Flowserve to Acquire Velan in an All-cash Transaction Valued at Approximately $245 million (C$329 million)

Flowserve Corporation, a leading provider of flow control products and services for the global infrastructure markets, and Velan Inc., a leading manufacturer of highly engineered industrial valves, announced that they have entered into a definitive agreement (the “Arrangement Agreement”) under which Flowserve will acquire Velan in an all cash transaction (the “Transaction”) valued at approximately $245 million (C$329 million), including the purchase of all of the issued and outstanding Velan equity for approximately $209 million (C$281 million) and the assumption of approximately $36.3 million (C$48.9 million) in outstanding gross debt as of November 30, 2022. Flowserve will also assume Velan’s $31.4 million (C$42.2 million) of cash and cash equivalents, also as of November 30, 2022. The Transaction is expected to close by the end of the second quarter of 2023.

Founded in Montreal in 1950, Velan is a leading manufacturer of industrial valves with a strong presence in the nuclear, cryogenic and defense markets. Velan is a family-controlled business, with a team of 1,650 people and manufacturing facilities in nine countries. Through its fiscal third quarter ended November 30, 2022, Velan reported trailing twelve-month revenues of approximately $380 million with reported EBITDA of approximately $21 million.
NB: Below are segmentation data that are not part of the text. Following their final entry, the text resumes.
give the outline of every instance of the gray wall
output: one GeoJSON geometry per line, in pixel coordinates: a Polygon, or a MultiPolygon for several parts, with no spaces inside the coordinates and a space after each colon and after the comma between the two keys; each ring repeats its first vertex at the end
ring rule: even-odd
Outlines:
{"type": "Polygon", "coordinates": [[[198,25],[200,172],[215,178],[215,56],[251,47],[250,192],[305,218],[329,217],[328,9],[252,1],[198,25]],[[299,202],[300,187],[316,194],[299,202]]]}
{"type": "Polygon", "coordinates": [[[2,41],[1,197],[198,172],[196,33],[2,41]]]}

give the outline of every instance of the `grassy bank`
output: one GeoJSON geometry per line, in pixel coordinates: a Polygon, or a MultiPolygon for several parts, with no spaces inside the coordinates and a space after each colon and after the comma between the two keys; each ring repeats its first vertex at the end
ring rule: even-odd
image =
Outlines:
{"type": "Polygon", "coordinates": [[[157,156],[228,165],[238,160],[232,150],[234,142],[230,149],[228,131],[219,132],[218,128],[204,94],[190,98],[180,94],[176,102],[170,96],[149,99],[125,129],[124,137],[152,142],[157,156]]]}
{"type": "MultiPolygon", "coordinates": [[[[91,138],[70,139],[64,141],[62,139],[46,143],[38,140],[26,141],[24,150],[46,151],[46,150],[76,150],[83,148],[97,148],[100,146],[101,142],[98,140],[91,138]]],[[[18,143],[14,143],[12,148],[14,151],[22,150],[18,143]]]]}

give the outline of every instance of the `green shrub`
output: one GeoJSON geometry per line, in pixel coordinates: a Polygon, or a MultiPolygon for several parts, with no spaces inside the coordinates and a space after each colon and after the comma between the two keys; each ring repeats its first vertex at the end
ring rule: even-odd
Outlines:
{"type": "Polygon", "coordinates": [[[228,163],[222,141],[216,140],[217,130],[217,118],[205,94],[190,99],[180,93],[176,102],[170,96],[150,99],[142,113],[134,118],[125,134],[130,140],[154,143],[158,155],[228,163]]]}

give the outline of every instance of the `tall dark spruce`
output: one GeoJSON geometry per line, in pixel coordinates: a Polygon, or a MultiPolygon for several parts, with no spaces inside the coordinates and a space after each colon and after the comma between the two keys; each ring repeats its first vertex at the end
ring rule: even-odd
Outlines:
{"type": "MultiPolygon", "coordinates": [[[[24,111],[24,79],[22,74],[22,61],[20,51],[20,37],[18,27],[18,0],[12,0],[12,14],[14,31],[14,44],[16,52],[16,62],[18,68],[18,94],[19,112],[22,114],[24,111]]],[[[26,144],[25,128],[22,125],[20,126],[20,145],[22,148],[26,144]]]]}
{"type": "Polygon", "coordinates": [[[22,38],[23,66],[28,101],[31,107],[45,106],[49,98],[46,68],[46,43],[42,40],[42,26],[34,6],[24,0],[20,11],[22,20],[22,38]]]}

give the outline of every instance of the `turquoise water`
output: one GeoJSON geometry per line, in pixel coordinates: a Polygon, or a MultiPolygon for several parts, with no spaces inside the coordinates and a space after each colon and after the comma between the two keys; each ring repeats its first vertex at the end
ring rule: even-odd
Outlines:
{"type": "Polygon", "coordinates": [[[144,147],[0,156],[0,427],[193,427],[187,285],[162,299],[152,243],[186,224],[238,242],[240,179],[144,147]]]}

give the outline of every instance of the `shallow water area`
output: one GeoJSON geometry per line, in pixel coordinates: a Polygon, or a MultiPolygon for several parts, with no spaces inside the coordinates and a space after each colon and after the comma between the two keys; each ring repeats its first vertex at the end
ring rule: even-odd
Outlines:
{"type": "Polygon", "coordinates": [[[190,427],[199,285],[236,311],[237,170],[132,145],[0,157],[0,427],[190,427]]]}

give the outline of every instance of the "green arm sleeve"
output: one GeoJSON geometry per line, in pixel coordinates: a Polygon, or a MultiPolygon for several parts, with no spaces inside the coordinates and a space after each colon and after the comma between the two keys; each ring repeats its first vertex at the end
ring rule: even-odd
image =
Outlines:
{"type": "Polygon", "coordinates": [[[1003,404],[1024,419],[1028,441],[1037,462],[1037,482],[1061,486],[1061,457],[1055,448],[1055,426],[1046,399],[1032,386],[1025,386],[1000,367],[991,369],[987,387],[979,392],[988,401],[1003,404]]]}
Upon completion of the Transaction, Velan will become part of Flowserve’s Flow Control Division (FCD) segment.

Velan adds significant value within Flowserve’s existing valves portfolio and further builds upon Flowserve’s existing assets through the addition of Velan’s premier brands, strong heritage and technical expertise in attractive and diverse end markets. The additional scale, footprint consolidation and procurement opportunities provided by the combination is expected to result in substantial synergies. Further, the Transaction is expected to increase Flowserve’s aftermarket potential, based on the large installed base of Velan products and the expansive network of Flowserve’s Quick Response Centers (QRCs.)

In addition to revenue synergies created through a global aftermarket footprint, Flowserve expects to realize approximately $20 million (C$26 million) of run-rate cost synergies within two years after close. The Transaction is expected to be accretive to Flowserve’s adjusted EPS in the first full year following close. Including anticipated synergies, the economics imply an EBITDA multiple of less than 7x.
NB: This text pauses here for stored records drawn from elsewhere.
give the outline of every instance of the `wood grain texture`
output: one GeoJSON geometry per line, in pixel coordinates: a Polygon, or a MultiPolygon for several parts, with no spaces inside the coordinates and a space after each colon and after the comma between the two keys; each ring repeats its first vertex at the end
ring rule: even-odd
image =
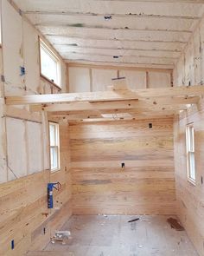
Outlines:
{"type": "Polygon", "coordinates": [[[204,255],[204,201],[201,177],[204,155],[204,102],[199,111],[192,111],[175,123],[175,161],[178,215],[200,255],[204,255]],[[186,124],[194,122],[196,184],[187,178],[186,124]]]}
{"type": "Polygon", "coordinates": [[[166,118],[71,125],[73,213],[175,213],[172,124],[166,118]]]}
{"type": "Polygon", "coordinates": [[[46,170],[0,185],[0,255],[22,256],[29,249],[42,249],[71,216],[70,154],[65,130],[67,125],[61,125],[60,171],[50,174],[46,170]],[[47,184],[50,181],[62,185],[61,190],[54,194],[54,209],[47,207],[47,184]]]}

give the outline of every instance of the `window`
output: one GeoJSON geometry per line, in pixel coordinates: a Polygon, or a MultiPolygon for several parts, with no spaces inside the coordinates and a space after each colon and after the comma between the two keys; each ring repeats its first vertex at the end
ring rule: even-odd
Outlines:
{"type": "Polygon", "coordinates": [[[61,87],[61,61],[40,39],[41,75],[61,87]]]}
{"type": "Polygon", "coordinates": [[[60,169],[60,135],[59,124],[49,122],[49,144],[50,144],[50,163],[51,171],[60,169]]]}
{"type": "Polygon", "coordinates": [[[188,124],[186,127],[186,146],[188,179],[190,182],[195,184],[194,131],[193,123],[188,124]]]}

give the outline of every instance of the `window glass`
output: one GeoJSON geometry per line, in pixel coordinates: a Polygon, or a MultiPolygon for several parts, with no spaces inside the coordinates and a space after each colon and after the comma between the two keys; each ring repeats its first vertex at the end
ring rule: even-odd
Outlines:
{"type": "Polygon", "coordinates": [[[61,62],[51,49],[41,40],[41,73],[46,78],[61,86],[61,62]]]}
{"type": "Polygon", "coordinates": [[[60,169],[59,124],[49,122],[50,166],[51,171],[60,169]]]}

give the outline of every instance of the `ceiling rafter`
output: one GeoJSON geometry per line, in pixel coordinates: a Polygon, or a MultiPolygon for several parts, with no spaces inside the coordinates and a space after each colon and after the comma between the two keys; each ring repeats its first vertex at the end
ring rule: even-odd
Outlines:
{"type": "Polygon", "coordinates": [[[100,92],[64,93],[53,95],[35,95],[5,97],[7,105],[23,105],[36,103],[59,103],[72,102],[110,102],[120,100],[135,100],[150,97],[181,97],[204,95],[204,87],[180,86],[173,88],[154,88],[137,90],[110,90],[100,92]]]}
{"type": "MultiPolygon", "coordinates": [[[[104,17],[105,16],[108,15],[108,13],[92,13],[92,12],[71,12],[71,11],[35,11],[35,10],[29,10],[29,11],[22,11],[23,14],[25,15],[29,15],[29,14],[43,14],[43,15],[67,15],[67,16],[101,16],[104,17]]],[[[174,15],[156,15],[156,14],[131,14],[131,13],[126,13],[126,14],[118,14],[118,13],[114,13],[109,14],[112,17],[127,17],[131,16],[131,18],[134,17],[157,17],[157,18],[169,18],[169,19],[190,19],[190,20],[199,20],[200,17],[198,16],[174,16],[174,15]]]]}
“We are excited about the opportunity to add Velan and its talented team to the Flowserve family,” said Scott Rowe, Flowserve’s President and Chief Executive Officer. “With its strong positioning in the nuclear, cryogenic, industrial and defense markets and highly complementary product portfolio, the addition of Velan furthers our Diversification, Decarbonization and Digitization (3D) strategy. The Transaction also meets our disciplined financial criteria, bringing meaningful aftermarket revenue and synergy opportunities.”

Velan’s Chairman of the Board and of its Special Committee, James Mannebach, commented, “This agreement is the culmination of an extensive and robust review of strategic options to maximize shareholder value and reflects the incredible efforts of our team members to serve customers with a focus on innovation and excellence. The Transaction provides Velan shareholders an opportunity to realize an immediate and attractive premium for their shares and is recommended by the Board of Directors and Special Committee of Velan. We see a very bright future for Velan as part of Flowserve’s leading global flow control business, and we look forward to working closely with their team to quickly integrate and realize the significant benefits of this complementary combination.”

Velan Holding Co. Ltd. (“Velan Holding”), Velan’s controlling shareholder, the sole holder of multiple voting shares, representing approximately 72% of the total shares outstanding of Velan and 92% of the aggregate voting rights attached to all Velan shares, respectively; together with Kernwood, an affiliate of Ed Kernaghan, a director of Velan, holding 1,405,500 subordinate voting shares, have entered into support and voting agreements pursuant to which they have agreed to vote all of their shares in favor of the Transaction at the Special Meeting.

Following closing of the Transaction, Flowserve expects to maintain a significant presence in Québec, including Velan’s Montreal, Québec head office and the combined company will continue to maintain a significant global presence.